999 call handler sacked after Cardiff mother's murder
A police call handler has been sacked after an inquiry into why officers took so long to respond to a woman's distress calls as she was being killed.
Joanna Michael, 25, dialled 999 twice during the attack by ex-boyfriend Cyron Williams in Cardiff in August 2009, but when officers arrived she was dead.
The Independent Police Complaints Commission (IPCC) said South Wales Police and Gwent Police had failed her.
Gwent Police said the employee had been dismissed for gross misconduct.
The IPCC investigated after it emerged the mother-of-two had made two potentially life-saving 999 calls in the early hours of 5 August last year but police took 22 minutes to respond and did not arrive until after she had been fatally stabbed.
Two police call handlers, one at Gwent Police and one at South Wales Police, faced disciplinary action following the inquiry.
A Gwent Police spokeswoman said: "Following a disciplinary hearing on 15 October a Gwent Police call handler was dismissed from her employment with immediate effect on the grounds of gross misconduct.
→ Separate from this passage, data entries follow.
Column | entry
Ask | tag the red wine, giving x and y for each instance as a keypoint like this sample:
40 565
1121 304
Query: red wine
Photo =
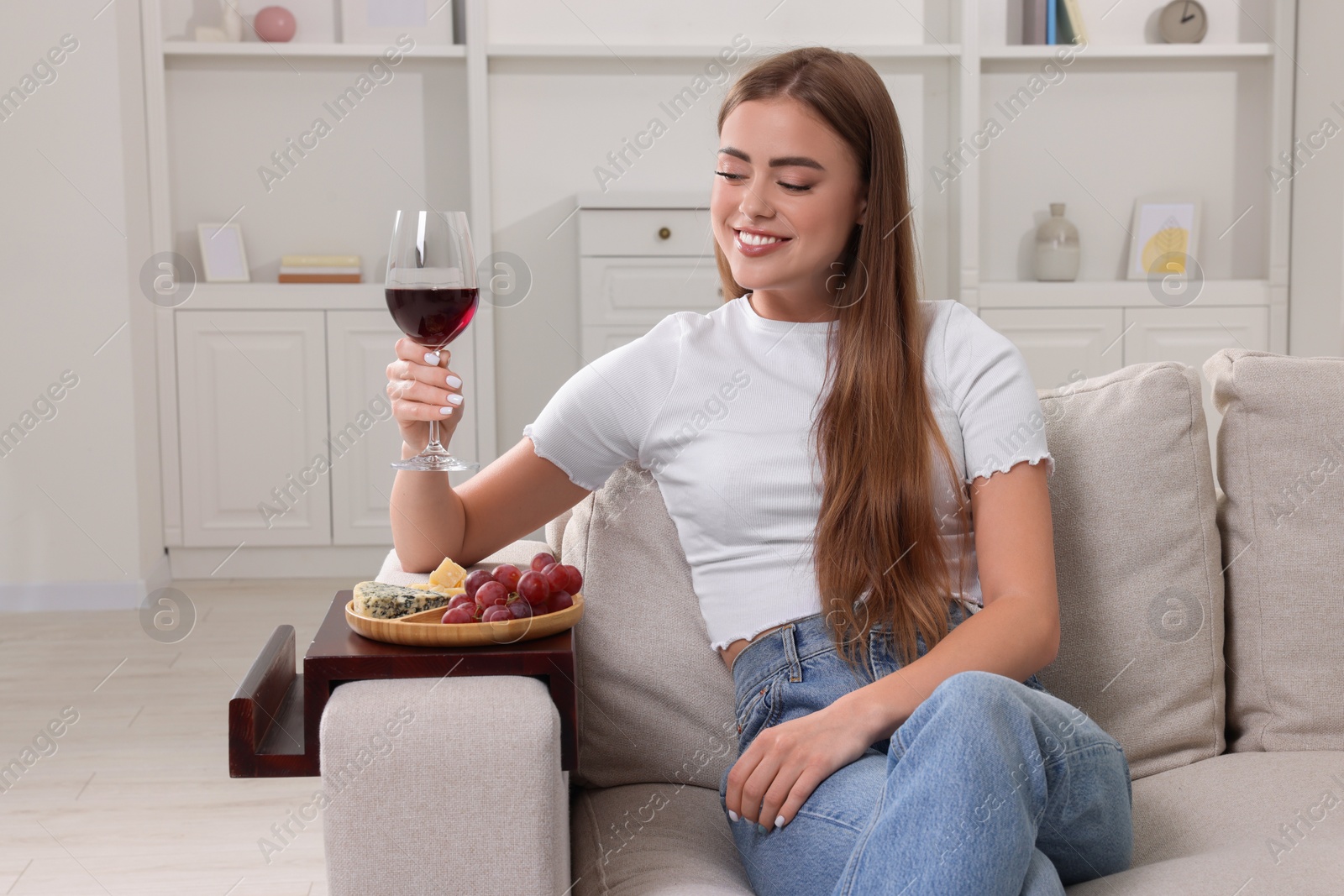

"The individual has the right to appeal this decision, therefore it would be inappropriate to make further comments at this stage.
"The family of Joanna Michael has been informed of this decision and our thoughts remain with them at this time."
South Wales Police said a male call handler had been dealt with via the disciplinary process but was still working for them.
A spokeswoman said: "Every day, South Wales Police responds to around 1,500 incidents and our control room staff are required to continually apply their judgement and response guidelines to many complex and often confusing scenarios.
"We would like to reassure the public that several key changes have been made to the way we handle emergency calls since the conclusion of this tragic case and the report by the IPCC.
"The force has produced an action plan which directly addresses how we can prevent such an incident from happening again.
"This includes putting rigorous processes in place to iron out issues with misrouted emergency calls, carrying out work to improve communication and administrative processes and have provided further training for all our control room staff."
In its report the IPCC concluded that Ms Michael "was failed by Gwent Police, South Wales Police and the 999 system itself".
She died when Williams broke into her home and found her with another man.
She suffered 72 separate wounds in the knife attack.
Williams was jailed for life, with a recommendation that he serve 20 years, after admitting murder at Cardiff Crown Court in March.
The IPCC report found Ms Michael's panicked mobile phone calls, and those of anxious neighbours, were unaccountably misdirected to Gwent Police by a phone mast.
Then critical minutes were lost as the details were passed to South Wales Police.
The problem was compounded by the fact the first call handler did not take full details.
It was only when a terrified Ms Michael phoned a second time, and her call was again misrouted to Gwent Police, that officers were sent to her home.
Following the report's publication in July, the two forces issued a statement, saying the service given to Ms Michael did not reflect what the public should expect.